É ainda demasiado cedo para saber se estes protestos assinalam o início do fim para Ben Ali. Contudo, a actual situação política tunisina assemelha-se muito à que existia em  1975 e em 1976, o início da queda do predecessor de Ben Ali, Habib Bourghuiba. Mais uma vez, assistimos a um presidente envelhecido que parece crescentemente desfasado e cuja capacidade para cooptar e reprimir está deteriorada. Vemos ainda um sistema política ao qual faltam possíveis sucessores fortes e um mecanismo claro para os selecionar. Temos um conjunto de reivindicações económicas e políticas que beneficiam do apoio de um conjunto de organizações da sociedade civil, incluindo algumas com capacidade para mobilizar um considerável número de descontentes.

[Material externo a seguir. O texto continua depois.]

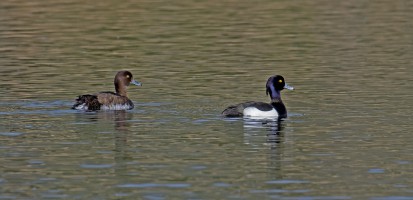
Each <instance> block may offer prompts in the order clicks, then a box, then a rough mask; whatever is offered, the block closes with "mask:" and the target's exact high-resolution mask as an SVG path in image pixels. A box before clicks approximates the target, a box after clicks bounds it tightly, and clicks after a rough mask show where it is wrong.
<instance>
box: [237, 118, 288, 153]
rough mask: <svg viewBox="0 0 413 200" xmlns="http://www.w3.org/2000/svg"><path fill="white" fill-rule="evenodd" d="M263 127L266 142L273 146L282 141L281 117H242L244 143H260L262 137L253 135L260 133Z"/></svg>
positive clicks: (261, 142) (261, 141) (282, 134)
mask: <svg viewBox="0 0 413 200" xmlns="http://www.w3.org/2000/svg"><path fill="white" fill-rule="evenodd" d="M263 129H264V130H265V132H266V144H268V145H270V146H272V147H274V146H276V145H277V144H279V143H282V142H283V139H284V134H283V129H284V121H283V120H282V119H257V118H244V143H246V144H251V145H261V144H262V138H261V137H254V136H256V135H261V134H262V130H263ZM257 139H259V141H257Z"/></svg>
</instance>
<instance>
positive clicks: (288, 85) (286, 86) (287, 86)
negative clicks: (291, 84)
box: [284, 83, 294, 90]
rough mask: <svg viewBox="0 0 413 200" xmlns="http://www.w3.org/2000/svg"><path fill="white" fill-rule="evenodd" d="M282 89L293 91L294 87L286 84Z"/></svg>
mask: <svg viewBox="0 0 413 200" xmlns="http://www.w3.org/2000/svg"><path fill="white" fill-rule="evenodd" d="M284 89H287V90H294V87H293V86H290V85H288V84H287V83H286V84H285V86H284Z"/></svg>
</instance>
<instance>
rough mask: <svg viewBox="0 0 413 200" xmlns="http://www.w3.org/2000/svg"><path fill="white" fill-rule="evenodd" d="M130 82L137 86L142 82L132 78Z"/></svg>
mask: <svg viewBox="0 0 413 200" xmlns="http://www.w3.org/2000/svg"><path fill="white" fill-rule="evenodd" d="M130 83H132V84H134V85H137V86H142V83H141V82H139V81H135V80H132V81H131V82H130Z"/></svg>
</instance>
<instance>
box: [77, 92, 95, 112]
mask: <svg viewBox="0 0 413 200" xmlns="http://www.w3.org/2000/svg"><path fill="white" fill-rule="evenodd" d="M100 106H101V104H100V103H99V101H98V97H97V96H96V95H90V94H86V95H80V96H78V97H77V99H76V103H75V104H74V105H73V106H72V109H75V110H100Z"/></svg>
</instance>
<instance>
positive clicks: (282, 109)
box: [222, 75, 294, 119]
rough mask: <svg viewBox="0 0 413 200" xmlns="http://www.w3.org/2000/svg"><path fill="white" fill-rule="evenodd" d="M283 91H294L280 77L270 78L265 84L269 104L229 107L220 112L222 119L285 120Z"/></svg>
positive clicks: (291, 88)
mask: <svg viewBox="0 0 413 200" xmlns="http://www.w3.org/2000/svg"><path fill="white" fill-rule="evenodd" d="M283 89H288V90H294V87H292V86H290V85H288V84H287V83H286V82H285V80H284V77H282V76H281V75H274V76H271V77H270V78H268V80H267V84H266V94H267V95H270V98H271V102H270V103H264V102H256V101H249V102H245V103H240V104H236V105H231V106H229V107H227V108H226V109H225V110H224V111H223V112H222V115H223V116H224V117H264V118H279V119H281V118H286V117H287V109H286V107H285V105H284V103H283V101H282V100H281V90H283Z"/></svg>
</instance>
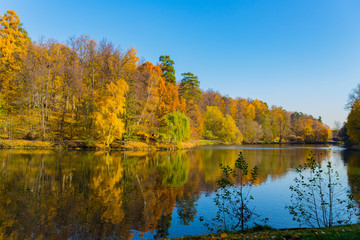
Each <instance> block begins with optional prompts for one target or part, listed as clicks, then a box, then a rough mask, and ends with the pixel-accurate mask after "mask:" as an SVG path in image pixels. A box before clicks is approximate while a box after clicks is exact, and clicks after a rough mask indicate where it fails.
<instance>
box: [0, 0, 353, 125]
mask: <svg viewBox="0 0 360 240" xmlns="http://www.w3.org/2000/svg"><path fill="white" fill-rule="evenodd" d="M8 9H13V10H15V11H16V13H17V14H18V15H19V17H20V19H21V21H22V22H23V25H24V28H25V29H26V30H27V31H28V33H29V35H30V37H31V38H32V39H33V40H39V39H40V38H41V37H45V38H46V39H47V38H53V39H56V40H58V41H61V42H65V41H66V40H67V39H68V38H69V37H70V36H74V35H75V36H79V35H82V34H85V35H90V36H91V37H93V38H94V39H96V40H97V41H101V40H102V39H103V38H106V39H108V40H110V41H112V42H113V43H114V44H115V45H116V46H118V47H120V48H121V49H123V50H126V49H128V48H129V47H131V46H134V47H135V48H136V49H137V51H138V55H139V57H140V58H141V59H143V60H149V61H151V62H154V63H156V62H158V58H159V56H160V55H164V54H166V55H170V57H171V58H172V59H173V60H174V61H175V69H176V75H177V79H178V80H180V79H181V76H180V74H181V73H183V72H193V73H194V74H195V75H197V76H198V77H199V80H200V86H201V88H202V89H203V90H207V89H209V88H211V89H213V90H216V91H219V92H220V93H221V94H223V95H228V96H230V97H243V98H252V99H255V98H258V99H260V100H263V101H265V102H267V103H268V105H269V106H271V105H277V106H283V107H284V108H286V109H287V110H288V111H299V112H304V113H308V114H312V115H313V116H315V117H318V116H321V117H322V119H323V121H324V122H325V123H326V124H328V125H329V126H331V127H332V126H333V123H334V121H340V122H344V121H345V120H346V117H347V114H348V112H347V111H345V110H344V105H345V104H346V101H347V97H348V94H349V93H350V91H351V90H352V89H353V88H355V87H356V85H357V84H358V83H359V82H360V14H359V13H360V1H358V0H354V1H350V0H349V1H348V0H336V1H333V0H316V1H314V0H287V1H284V0H235V1H230V0H218V1H214V0H203V1H196V0H192V1H190V0H189V1H187V0H163V1H151V0H136V1H120V0H114V1H107V0H103V1H99V0H98V1H93V0H86V1H80V0H79V1H77V0H71V1H68V0H62V1H51V0H42V1H40V0H31V1H29V0H0V12H1V14H3V13H4V12H5V11H6V10H8Z"/></svg>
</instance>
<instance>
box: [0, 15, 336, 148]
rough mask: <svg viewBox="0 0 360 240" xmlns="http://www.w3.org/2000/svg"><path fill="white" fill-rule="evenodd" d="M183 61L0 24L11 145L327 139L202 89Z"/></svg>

A médio e longo prazo, é este o aspecto mais significativo dos protestos de Dezembro. O facto de os jovens desempregados terem saído às ruas é muito menos importante do que o facto da sua causa ter sido partilhada – e complementada – pelas organizações da sociedade civil que passaram a maior parte do período de governo de Ben Ali sob a sua alçada ou demasiado receosas para agir.
Apesar disso, importa relembrar que Bourguiba não caiu abruptamente perante um movimento de massas que reunia um alargado apoio popular. O seu governo apodreceu gradualmente durante mais de uma década. Adicionalmente, o golpe militar sem mortos de Ben Ali, e a sua governação posterior, aproveitaram largamente a desorganização da classe política tunisina. A sociedade civil da Tunísia, incluindo os partidos da oposição, é notoroamente fácil de dividir e conquistar. Se a capacidade revelada por Ben Ali para reprimir e cooperar se deteriourou, não desapareceu por completo. Com os protestos de Dezembro, a Tunísia poderá ter virado uma esquina decisiva. Contudo, nada na história do país ou na sua actual situação torna mais fácil acreditar que os protestos irão convergir rapidamente para um movimento unificado de oposição com uma mensagem clara, um líder carismático e uma base nacional de apoio. Adicionalmente, outro longo e lento deslizamento na direcção do caos poderia simplesmente criar as condições para a emergência de outro Ben Ali – outro presidente não eleito capaz de tomar o poder no topo e mudar muito pouco na base.